Another reboot later, I can't see the crc errors in the smart anymore. But now I get this output
smartctl 6.6 2016-05-31 r4324 [x86_64-linux-4.9.0-4-amd64] (local build)
Copyright (C) 2002-16, Bruce Allen, Christian Franke, www.smartmontools.org
=== START OF READ SMART DATA SECTION ===
SMART overall-health self-assessment test result: FAILED!
Drive failure expected in less than 24 hours. SAVE ALL DATA.
Failed Attributes:
ID# ATTRIBUTE_NAME FLAG VALUE WORST THRESH TYPE UPDATED WHEN_FAILED RAW_VALUE
5 Reallocated_Sector_Ct 0x0033 001 001 005 Pre-fail Always FAILING_NOW 1989
As the HGST aren't aviable for normale prices anymore, I bought another Toshiba N300 to replace the HGST. Both are labeled as 4TB. I tryed to make a Partition of the exact same size but it didn't worked. The partition programm claimed that my number is too big (I tried it with bytes and sectors). So I just made the Partition as big as posible. But now it looks like it is the same size, I'm a bit confused.

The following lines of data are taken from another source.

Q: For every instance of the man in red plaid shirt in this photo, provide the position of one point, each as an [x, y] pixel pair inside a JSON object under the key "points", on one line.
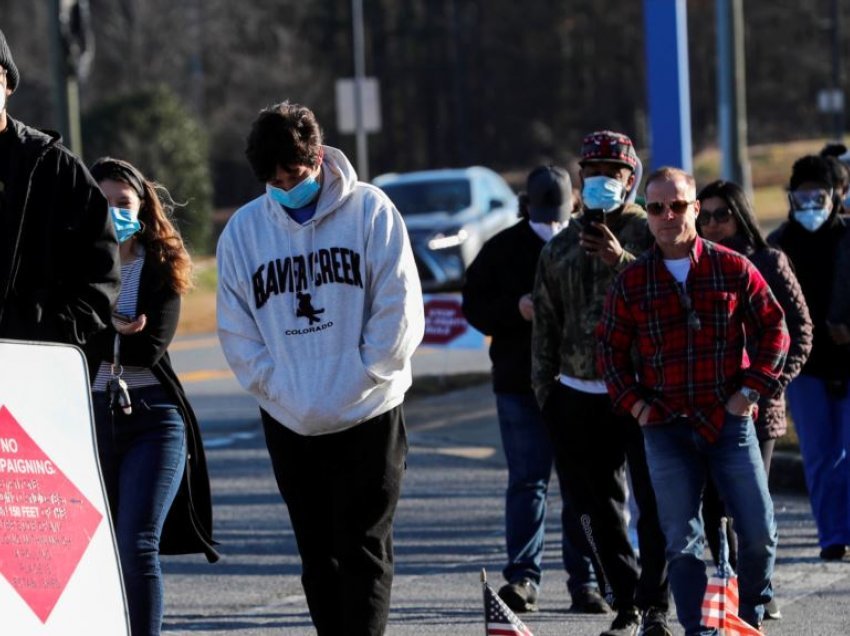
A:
{"points": [[672, 352]]}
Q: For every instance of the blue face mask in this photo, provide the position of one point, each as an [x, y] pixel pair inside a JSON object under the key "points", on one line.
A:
{"points": [[811, 219], [299, 196], [126, 223], [603, 193]]}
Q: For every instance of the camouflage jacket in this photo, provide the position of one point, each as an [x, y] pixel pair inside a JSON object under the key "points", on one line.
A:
{"points": [[569, 292]]}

sdc is the old, and sdh is the new one
Disk /dev/sdc: 3,7 TiB, 4000787030016 bytes, 7814037168 sectors
Units: sectors of 1 * 512 = 512 bytes
Sector size (logical/physical): 512 bytes / 4096 bytes
I/O size (minimum/optimal): 4096 bytes / 4096 bytes
Disklabel type: gpt
Disk identifier: 4CAD956D-E627-42D4-B6BB-53F48DF8AABC
Device Start End Sectors Size Type
/dev/sdc1 2048 7814028976 7814026929 3,7T Linux RAID
Disk /dev/sdh: 3,7 TiB, 4000787030016 bytes, 7814037168 sectors
Units: sectors of 1 * 512 = 512 bytes
Sector size (logical/physical): 512 bytes / 512 bytes
I/O size (minimum/optimal): 512 bytes / 512 bytes
Disklabel type: gpt
Disk identifier: 3A173902-47DE-4C96-8360-BE5DBED1EAD3
Device Start End Sectors Size Type
/dev/sdh1 2048 7814037134 7814035087 3,7T Linux filesystem
Currently I have added the new one as a spare disk. The RAID is still working with the old Drive. I still have some read errors, especially on big files.
This is how my RAID Currently looks:
/dev/md/0:
Version : 1.2
Creation Time : Sun Dec 17 22:03:20 2017
Raid Level : raid5
Array Size : 15627528192 (14903.57 GiB 16002.59 GB)
Used Dev Size : 3906882048 (3725.89 GiB 4000.65 GB)
Raid Devices : 5
Total Devices : 6
Persistence : Superblock is persistent
Intent Bitmap : Internal
Update Time : Sat Jan 5 09:48:49 2019
State : clean
Active Devices : 5
Working Devices : 6
Failed Devices : 0
Spare Devices : 1
Layout : left-symmetric
Chunk Size : 512K
Name : SERVER:0 (local to host SERVER)
UUID : 16ee60d0:f055dedf:7bd40adc:f3415deb
Events : 25839
Number Major Minor RaidDevice State
0 8 49 0 active sync /dev/sdd1
1 8 33 1 active sync /dev/sdc1
3 8 1 2 active sync /dev/sda1
4 8 17 3 active sync /dev/sdb1
5 8 80 4 active sync /dev/sdf
6 8 113 - spare /dev/sdh1
And the disk structure is this
NAME MAJ:MIN RM SIZE RO TYPE MOUNTPOINT
sda 8:0 0 3,7T 0 disk
└─sda1 8:1 0 3,7T 0 part
└─md0 9:0 0 14,6T 0 raid5
└─storageRaid 253:4 0 14,6T 0 crypt
└─vg_raid-raidVolume 253:5 0 14,6T 0 lvm /media/raidVolume
sdb 8:16 0 3,7T 0 disk
└─sdb1 8:17 0 3,7T 0 part
└─md0 9:0 0 14,6T 0 raid5
└─storageRaid 253:4 0 14,6T 0 crypt
└─vg_raid-raidVolume 253:5 0 14,6T 0 lvm /media/raidVolume
sdc 8:32 0 3,7T 0 disk
└─sdc1 8:33 0 3,7T 0 part
└─md0 9:0 0 14,6T 0 raid5
└─storageRaid 253:4 0 14,6T 0 crypt
└─vg_raid-raidVolume 253:5 0 14,6T 0 lvm /media/raidVolume
sdd 8:48 0 3,7T 0 disk
└─sdd1 8:49 0 3,7T 0 part
└─md0 9:0 0 14,6T 0 raid5
└─storageRaid 253:4 0 14,6T 0 crypt
└─vg_raid-raidVolume 253:5 0 14,6T 0 lvm /media/raidVolume
sdf 8:80 1 3,7T 0 disk
└─md0 9:0 0 14,6T 0 raid5
└─storageRaid 253:4 0 14,6T 0 crypt
└─vg_raid-raidVolume 253:5 0 14,6T 0 lvm /media/raidVolume
sdh 8:112 1 3,7T 0 disk
└─sdh1 8:113 1 3,7T 0 part
└─md0 9:0 0 14,6T 0 raid5
└─storageRaid 253:4 0 14,6T 0 crypt
└─vg_raid-raidVolume 253:5 0 14,6T 0 lvm /media/raidVolume
I'm a bit confused that the spare disk (sdh) is already in the crypt volume.
Questions:
Under what criteria will mdadm say that a disk has Failed?
Can the random read errors come from one broken Disk?
Dosn't detect the raid it when a disk sends the wrong data?
Is it dangerouse to mark a disk manually as failed when the spare Disk has not the exact same size?